Ben Barka case: sixty years after his disappearance, the investigation continues

Bachir Ben Barka was questioned for two hours on Thursday by the new judge in charge of the investigations, conducted in Paris, in an investigation that has been running since 1975 and is presented as the oldest in France.

AFP
"We feel this magistrate is truly involved. In a year, she has immersed herself in the case and she wants to conduct investigations," Bachir Ben Barka told AFP after the hearing where he appeared as a civil party.
"The passage of time encourages the rereading of pieces in a new light," noted the man who was heard by a judge for the first time in 1975 and for the last time in 2019.
Mystery still hangs over the Ben Barka case, sixty years after his kidnapping. How did this great independence figure die? Where is his body?

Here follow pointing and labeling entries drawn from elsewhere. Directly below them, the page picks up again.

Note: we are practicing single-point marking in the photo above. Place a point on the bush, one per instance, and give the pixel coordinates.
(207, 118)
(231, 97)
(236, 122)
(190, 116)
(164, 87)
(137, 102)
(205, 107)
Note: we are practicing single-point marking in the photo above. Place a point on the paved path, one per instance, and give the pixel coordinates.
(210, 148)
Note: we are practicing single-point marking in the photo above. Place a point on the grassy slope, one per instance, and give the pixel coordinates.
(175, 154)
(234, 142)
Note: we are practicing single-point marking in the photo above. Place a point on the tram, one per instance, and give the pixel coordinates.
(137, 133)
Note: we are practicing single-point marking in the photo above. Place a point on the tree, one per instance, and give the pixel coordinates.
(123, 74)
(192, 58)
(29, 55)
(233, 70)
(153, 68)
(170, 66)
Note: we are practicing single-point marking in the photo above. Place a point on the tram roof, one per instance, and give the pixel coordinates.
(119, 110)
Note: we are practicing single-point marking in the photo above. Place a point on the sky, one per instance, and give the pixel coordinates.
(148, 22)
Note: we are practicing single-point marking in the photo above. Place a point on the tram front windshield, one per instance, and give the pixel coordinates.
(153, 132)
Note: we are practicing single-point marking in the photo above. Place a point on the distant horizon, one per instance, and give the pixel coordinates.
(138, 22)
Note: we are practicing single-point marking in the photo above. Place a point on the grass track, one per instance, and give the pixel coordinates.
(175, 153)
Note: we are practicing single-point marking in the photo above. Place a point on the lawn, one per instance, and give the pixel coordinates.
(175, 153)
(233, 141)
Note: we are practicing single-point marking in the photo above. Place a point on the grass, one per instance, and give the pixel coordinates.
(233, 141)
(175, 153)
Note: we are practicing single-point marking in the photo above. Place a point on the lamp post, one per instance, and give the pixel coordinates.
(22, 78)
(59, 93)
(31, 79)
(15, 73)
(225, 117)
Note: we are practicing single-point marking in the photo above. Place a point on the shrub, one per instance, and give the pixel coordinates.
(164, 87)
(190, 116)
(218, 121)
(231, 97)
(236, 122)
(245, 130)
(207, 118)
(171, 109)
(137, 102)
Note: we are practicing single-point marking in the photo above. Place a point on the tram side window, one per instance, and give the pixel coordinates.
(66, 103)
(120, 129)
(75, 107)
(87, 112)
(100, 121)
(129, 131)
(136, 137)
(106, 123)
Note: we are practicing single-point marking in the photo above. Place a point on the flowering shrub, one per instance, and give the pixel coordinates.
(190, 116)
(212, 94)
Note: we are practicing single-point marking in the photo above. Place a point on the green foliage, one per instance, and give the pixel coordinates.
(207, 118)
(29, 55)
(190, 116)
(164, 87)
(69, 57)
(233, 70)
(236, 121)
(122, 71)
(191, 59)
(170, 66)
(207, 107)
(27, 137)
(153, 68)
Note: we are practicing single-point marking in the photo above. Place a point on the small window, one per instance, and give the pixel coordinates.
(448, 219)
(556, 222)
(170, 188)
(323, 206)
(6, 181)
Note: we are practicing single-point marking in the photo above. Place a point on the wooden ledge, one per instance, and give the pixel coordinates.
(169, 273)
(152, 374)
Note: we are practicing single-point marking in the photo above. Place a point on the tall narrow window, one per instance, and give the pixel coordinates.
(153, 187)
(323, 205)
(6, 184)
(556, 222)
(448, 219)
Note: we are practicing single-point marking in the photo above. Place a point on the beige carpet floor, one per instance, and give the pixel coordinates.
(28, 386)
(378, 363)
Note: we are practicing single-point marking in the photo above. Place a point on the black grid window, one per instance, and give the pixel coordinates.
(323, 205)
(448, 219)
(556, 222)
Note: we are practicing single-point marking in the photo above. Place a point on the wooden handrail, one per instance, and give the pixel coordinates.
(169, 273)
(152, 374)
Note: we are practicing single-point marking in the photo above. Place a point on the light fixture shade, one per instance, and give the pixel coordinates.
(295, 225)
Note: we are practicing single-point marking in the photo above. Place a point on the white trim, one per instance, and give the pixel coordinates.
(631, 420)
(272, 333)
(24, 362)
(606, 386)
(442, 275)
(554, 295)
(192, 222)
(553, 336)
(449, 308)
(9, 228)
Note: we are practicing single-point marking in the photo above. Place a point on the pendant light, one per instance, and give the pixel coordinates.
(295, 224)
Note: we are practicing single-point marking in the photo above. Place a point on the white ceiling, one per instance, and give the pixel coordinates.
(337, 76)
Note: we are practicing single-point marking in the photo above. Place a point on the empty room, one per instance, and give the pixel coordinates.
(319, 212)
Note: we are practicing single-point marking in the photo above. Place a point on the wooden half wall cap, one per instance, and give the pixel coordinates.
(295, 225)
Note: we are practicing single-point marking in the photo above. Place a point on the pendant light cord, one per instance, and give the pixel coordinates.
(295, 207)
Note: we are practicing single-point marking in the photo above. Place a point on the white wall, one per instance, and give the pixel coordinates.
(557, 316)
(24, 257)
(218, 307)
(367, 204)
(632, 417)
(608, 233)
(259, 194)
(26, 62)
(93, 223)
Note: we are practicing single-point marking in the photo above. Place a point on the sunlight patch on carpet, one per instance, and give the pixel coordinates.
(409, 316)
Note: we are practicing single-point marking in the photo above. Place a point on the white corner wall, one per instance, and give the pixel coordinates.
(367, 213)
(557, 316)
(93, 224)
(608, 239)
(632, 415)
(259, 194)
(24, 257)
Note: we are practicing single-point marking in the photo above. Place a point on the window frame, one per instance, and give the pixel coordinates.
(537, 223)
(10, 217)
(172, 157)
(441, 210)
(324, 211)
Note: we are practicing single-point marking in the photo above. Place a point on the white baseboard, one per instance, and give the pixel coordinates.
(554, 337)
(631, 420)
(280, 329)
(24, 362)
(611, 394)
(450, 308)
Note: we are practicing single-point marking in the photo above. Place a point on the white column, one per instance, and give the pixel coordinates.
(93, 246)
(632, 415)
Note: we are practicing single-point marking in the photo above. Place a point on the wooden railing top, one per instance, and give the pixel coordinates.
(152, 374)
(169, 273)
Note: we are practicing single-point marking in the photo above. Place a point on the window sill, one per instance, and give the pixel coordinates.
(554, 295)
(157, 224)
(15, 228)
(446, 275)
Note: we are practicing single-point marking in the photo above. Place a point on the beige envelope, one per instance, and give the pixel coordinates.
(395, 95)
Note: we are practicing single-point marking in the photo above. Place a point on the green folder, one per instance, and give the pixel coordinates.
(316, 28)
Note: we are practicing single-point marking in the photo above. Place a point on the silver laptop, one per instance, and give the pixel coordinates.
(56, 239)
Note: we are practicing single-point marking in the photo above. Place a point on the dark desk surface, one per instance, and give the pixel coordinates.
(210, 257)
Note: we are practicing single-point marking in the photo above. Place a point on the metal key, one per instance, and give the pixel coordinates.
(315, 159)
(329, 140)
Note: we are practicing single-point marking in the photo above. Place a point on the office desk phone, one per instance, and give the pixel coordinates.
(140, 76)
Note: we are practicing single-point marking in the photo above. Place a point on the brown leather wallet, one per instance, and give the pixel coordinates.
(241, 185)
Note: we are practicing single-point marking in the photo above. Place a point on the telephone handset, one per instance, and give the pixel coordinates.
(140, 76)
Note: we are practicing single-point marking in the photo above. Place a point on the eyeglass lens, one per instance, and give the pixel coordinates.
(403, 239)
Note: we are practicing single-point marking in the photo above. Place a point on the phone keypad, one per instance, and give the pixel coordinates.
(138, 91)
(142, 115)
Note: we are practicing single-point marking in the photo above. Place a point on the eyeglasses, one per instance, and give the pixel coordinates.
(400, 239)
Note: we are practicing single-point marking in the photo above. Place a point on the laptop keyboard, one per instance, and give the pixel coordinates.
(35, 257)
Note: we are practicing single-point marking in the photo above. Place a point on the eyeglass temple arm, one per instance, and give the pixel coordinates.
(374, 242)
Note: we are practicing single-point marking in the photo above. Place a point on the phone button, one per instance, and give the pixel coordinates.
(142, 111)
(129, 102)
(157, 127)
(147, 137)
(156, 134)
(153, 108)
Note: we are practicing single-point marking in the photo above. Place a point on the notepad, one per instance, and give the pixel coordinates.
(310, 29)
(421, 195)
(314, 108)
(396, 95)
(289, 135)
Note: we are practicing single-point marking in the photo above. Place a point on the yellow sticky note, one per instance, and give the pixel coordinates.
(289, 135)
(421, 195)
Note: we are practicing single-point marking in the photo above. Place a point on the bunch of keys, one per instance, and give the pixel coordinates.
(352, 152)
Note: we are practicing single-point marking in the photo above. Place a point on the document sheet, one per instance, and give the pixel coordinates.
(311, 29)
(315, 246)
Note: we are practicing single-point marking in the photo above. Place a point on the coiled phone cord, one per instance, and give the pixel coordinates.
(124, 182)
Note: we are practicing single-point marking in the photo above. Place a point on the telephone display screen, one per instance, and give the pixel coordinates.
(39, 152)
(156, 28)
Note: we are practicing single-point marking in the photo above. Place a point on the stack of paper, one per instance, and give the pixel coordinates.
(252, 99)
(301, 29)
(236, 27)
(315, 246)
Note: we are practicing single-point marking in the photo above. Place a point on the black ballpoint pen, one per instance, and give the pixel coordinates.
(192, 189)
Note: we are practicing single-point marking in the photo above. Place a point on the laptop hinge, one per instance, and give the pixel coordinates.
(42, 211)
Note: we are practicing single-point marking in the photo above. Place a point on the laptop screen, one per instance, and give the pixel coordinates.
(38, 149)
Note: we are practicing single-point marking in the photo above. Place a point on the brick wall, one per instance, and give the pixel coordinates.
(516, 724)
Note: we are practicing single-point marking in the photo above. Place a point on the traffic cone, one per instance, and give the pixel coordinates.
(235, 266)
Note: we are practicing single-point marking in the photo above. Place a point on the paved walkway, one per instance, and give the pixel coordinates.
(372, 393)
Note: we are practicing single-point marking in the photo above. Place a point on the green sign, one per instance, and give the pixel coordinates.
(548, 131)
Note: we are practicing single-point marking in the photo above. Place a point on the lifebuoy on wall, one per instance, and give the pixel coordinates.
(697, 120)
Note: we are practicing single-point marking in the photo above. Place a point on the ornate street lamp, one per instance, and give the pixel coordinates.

A leading figure in the anti-colonialist movement and opponent of King Hassan II, Mehdi Ben Barka was abducted on October 29, 1965, in front of the Lipp brasserie in Paris. Sentenced to death in absentia by the Moroccan courts, Ben Barka, 45, never returned.
A first trial in 1967 had already established that the kidnapping had been planned by the Moroccan secret services with the complicity of French police and criminals. But the case had not been fully solved.
"It is proven that Israeli services were involved in the disappearance, and that French and American services were aware of it in advance," maintains Bachir Ben Barka.
Above all, "the cynicism of the Moroccan and French authorities, who are playing for time, angers me," he insists. Bachir Ben Barka denounces international letters rogatory to Morocco "without response." Or even the "charade" played, according to him, by the French state, when the government announced the declassification of more than 80 documents... when they "were already in the file." "I think they're waiting for all the witnesses to be dead," he lamented.
Arrest warrantsAs for the suspects, of the five arrest warrants issued in 2007 by a Parisian investigating judge, only "two" are still valid (the one targeting General Hosni Benslimane, head of the Royal Gendarmerie at the time of the events, and the one targeting Miloud Tounsi, alias Larbi Chtouki, a presumed member of the commando) because "the other three people are deceased."